I realize that there are probably thousands of books on self-help, organization, and motivation, but I am not out to make money or optimize my career, I am merely working on finishing a few dozen unfinished projects. I started by asking myself what I really wanted to accomplish? I also sat down and made a list on Google Docs of all the things I thought needed to be "done." I decided to tackle the easiest and shortest project first. This would give a sense that I was going to make some progress.
Hmm. My list was no help. All of the things I had listed were long-term projects not likely to be finished before I pass away. In fact, as I thought through my list, everything about my genealogical research is a "long-term" project. None of them are simple and none of them will take a definably short amount of time.
So what am I going to do to tune up my genealogical research effort and all the items on my list of things to do?
Part of the solution is prioritizing those items that I find to be more important. However, another issue is the overall fact that genealogical work, per se, will never be "done." This is not just a statement to avoid finishing projects, it is a basic fact of life. More people are born all the time, many of these people as descendants of my own ancestors. Therefore, my pool of relatives continues to expand. It is also possible that I will be able to extend my ancestral lines. Each generation of ancestors added exponentially adds to my ancestral line and to the potential pool of their descendants.
This situation is analogous to my early introduction into the world of collecting postage stamps. I quickly realized that I would probably never have either the money or the time to collect all the postage stamps in the world, so I did what almost all philatelists do, I specialized my interests. I am finding that I need to do the same thing with my genealogy. I need to focus on those areas of research that I find most interesting and productive. I acknowledge that I will never be done, but I do expect to make a significant amount of progress.
What can I do to tune up my efforts?
One of the major challenges of all genealogists is to maintain a high level of documentation and consistency in their ancestral lines. I will continue to focus on correcting the information I already have in my family tree. Fortunately, I now have a powerful "tune-up" tool to accomplish this task. It called the MyHeritage.com Consistency Checker. With my family tree on MyHeritage.com, I now have eight generations of my ancestors that are being searched for consistency Here is a description of the Consistency Checker from a MyHeritage blog post:
The Consistency Checker employs 36 different checks on the family tree data, ranging from the obvious (e.g., a person was born before their parent, or when the parent was too young to be a parent) to the subtle and hard to find (e.g., a person was tagged in a photo and the photo is dated before the person’s birth; or two full siblings were born 5 months apart, which is impossible).
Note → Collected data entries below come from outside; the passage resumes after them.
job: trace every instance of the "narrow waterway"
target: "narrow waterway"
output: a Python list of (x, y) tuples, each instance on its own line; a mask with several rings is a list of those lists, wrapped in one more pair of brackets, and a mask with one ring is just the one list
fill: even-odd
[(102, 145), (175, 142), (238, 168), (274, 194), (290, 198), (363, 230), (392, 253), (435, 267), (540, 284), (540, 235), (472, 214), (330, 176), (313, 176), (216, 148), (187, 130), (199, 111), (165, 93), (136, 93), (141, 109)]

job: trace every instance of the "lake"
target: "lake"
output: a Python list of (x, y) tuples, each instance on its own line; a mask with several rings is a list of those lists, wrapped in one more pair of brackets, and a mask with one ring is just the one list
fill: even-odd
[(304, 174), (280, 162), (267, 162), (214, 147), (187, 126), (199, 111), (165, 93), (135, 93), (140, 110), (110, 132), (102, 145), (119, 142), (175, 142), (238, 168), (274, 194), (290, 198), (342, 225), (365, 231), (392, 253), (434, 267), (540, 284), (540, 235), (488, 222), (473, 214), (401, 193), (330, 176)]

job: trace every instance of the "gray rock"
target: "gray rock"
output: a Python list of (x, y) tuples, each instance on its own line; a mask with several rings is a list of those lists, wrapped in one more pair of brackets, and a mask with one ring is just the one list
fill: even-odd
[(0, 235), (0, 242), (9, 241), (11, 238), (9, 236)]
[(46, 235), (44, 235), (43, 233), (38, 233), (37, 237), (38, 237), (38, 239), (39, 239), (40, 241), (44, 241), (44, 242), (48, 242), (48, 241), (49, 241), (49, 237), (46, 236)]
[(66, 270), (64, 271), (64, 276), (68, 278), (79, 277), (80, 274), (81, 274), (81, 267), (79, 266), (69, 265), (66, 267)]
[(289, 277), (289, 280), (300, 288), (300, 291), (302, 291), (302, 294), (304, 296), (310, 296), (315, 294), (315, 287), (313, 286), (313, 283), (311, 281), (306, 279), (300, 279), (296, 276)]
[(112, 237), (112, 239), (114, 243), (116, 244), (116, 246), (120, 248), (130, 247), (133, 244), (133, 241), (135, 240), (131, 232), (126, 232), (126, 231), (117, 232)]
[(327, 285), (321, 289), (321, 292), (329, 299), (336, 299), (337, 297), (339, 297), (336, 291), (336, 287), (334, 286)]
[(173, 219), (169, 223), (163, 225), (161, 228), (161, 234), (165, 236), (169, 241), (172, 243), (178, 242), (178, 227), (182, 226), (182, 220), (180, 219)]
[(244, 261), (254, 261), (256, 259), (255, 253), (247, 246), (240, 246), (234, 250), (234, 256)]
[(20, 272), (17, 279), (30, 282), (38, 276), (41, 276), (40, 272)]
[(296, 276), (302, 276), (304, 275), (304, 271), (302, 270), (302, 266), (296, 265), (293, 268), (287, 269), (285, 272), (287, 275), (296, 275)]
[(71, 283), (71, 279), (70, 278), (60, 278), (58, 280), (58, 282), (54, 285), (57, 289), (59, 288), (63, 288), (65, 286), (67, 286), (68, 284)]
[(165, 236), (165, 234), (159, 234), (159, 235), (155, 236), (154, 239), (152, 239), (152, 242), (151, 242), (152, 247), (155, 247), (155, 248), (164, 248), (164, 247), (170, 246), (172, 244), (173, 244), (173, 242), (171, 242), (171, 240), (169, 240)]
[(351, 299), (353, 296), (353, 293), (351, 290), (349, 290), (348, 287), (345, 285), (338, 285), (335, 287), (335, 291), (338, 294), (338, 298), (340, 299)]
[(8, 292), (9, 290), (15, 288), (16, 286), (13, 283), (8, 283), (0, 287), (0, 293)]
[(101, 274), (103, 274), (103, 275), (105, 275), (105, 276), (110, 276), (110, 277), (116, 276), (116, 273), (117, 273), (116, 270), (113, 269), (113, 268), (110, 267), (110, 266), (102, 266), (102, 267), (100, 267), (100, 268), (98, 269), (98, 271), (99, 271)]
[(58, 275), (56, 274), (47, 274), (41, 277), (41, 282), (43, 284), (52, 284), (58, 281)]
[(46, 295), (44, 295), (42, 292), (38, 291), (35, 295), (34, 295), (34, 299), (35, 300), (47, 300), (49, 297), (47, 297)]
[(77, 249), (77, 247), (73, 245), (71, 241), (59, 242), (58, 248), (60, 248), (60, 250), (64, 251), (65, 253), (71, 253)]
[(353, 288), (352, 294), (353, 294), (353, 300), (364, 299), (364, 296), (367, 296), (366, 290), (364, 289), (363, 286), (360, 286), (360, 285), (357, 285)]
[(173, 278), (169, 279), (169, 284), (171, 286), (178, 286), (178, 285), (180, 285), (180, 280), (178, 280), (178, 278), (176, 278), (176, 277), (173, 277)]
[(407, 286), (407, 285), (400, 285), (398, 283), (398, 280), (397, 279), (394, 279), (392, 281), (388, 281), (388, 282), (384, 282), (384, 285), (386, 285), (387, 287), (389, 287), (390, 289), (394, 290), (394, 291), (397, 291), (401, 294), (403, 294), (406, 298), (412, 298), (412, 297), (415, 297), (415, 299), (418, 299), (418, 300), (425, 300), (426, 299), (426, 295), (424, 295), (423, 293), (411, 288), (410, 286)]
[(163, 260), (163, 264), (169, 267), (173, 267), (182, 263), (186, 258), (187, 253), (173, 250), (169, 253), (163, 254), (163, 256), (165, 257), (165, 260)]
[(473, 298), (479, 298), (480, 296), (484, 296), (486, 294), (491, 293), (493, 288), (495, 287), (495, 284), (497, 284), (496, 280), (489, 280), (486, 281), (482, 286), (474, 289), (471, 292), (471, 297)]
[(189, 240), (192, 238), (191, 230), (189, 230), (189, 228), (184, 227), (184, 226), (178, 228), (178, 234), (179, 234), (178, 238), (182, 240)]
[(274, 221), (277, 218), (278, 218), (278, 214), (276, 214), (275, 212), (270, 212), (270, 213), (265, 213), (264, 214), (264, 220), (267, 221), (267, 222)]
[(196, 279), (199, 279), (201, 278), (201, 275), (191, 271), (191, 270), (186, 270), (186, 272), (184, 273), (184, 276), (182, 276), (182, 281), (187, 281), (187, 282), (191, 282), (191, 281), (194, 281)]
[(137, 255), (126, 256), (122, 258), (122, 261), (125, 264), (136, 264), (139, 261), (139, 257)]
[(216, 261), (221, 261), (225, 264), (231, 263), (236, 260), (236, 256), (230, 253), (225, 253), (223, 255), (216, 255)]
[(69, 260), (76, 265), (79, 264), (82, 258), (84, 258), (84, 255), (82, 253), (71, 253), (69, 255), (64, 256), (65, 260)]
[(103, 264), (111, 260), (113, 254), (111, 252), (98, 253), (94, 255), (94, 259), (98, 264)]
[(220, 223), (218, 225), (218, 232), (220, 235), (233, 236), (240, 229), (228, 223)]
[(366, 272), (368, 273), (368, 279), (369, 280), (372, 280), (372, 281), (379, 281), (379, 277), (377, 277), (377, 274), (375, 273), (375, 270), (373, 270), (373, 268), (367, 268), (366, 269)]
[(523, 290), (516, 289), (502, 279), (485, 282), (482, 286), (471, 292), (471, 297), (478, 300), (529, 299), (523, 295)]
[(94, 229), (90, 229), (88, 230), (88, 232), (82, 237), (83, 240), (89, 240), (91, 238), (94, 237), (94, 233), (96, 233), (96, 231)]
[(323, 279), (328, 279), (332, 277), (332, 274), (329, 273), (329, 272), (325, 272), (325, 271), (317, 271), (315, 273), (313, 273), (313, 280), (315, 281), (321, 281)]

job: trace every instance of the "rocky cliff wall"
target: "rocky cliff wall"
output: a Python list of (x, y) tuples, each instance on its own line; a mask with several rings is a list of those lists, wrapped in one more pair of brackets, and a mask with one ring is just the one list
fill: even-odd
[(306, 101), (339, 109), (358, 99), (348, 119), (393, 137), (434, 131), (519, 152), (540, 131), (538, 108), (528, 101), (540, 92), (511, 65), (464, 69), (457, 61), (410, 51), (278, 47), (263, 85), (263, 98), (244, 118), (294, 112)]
Some of the issues it finds are factual mistakes (e.g. wrong birth date entered), some are bad practices (e.g. birth year entered as 22 instead of 1922, or prefix entered as part of the first name instead of in the prefix field), some are warnings about possible data entry errors (e.g. a woman’s married surname was apparently entered as her maiden surname, or a place was entered that looks suspiciously like a date) and some are inconsistencies you may want to fix, such as references to the same place name with two different spellings. Any issue you feel is fine and should intentionally not be addressed can easily be marked to be ignored and will not be reported again.Using this tool, I can begin the long process of correcting the entries in my family tree and using other MyHeritage tools, I can add sources and correct the data. I can also use this same information to correct the entries on my portion of the FamilySearch.org Family Tree.
Of course, all these efforts are never ending but that is the attraction of doing genealogical research, you always have something more to do every time you wake up in the morning. I may be retired, but I will never be unemployed.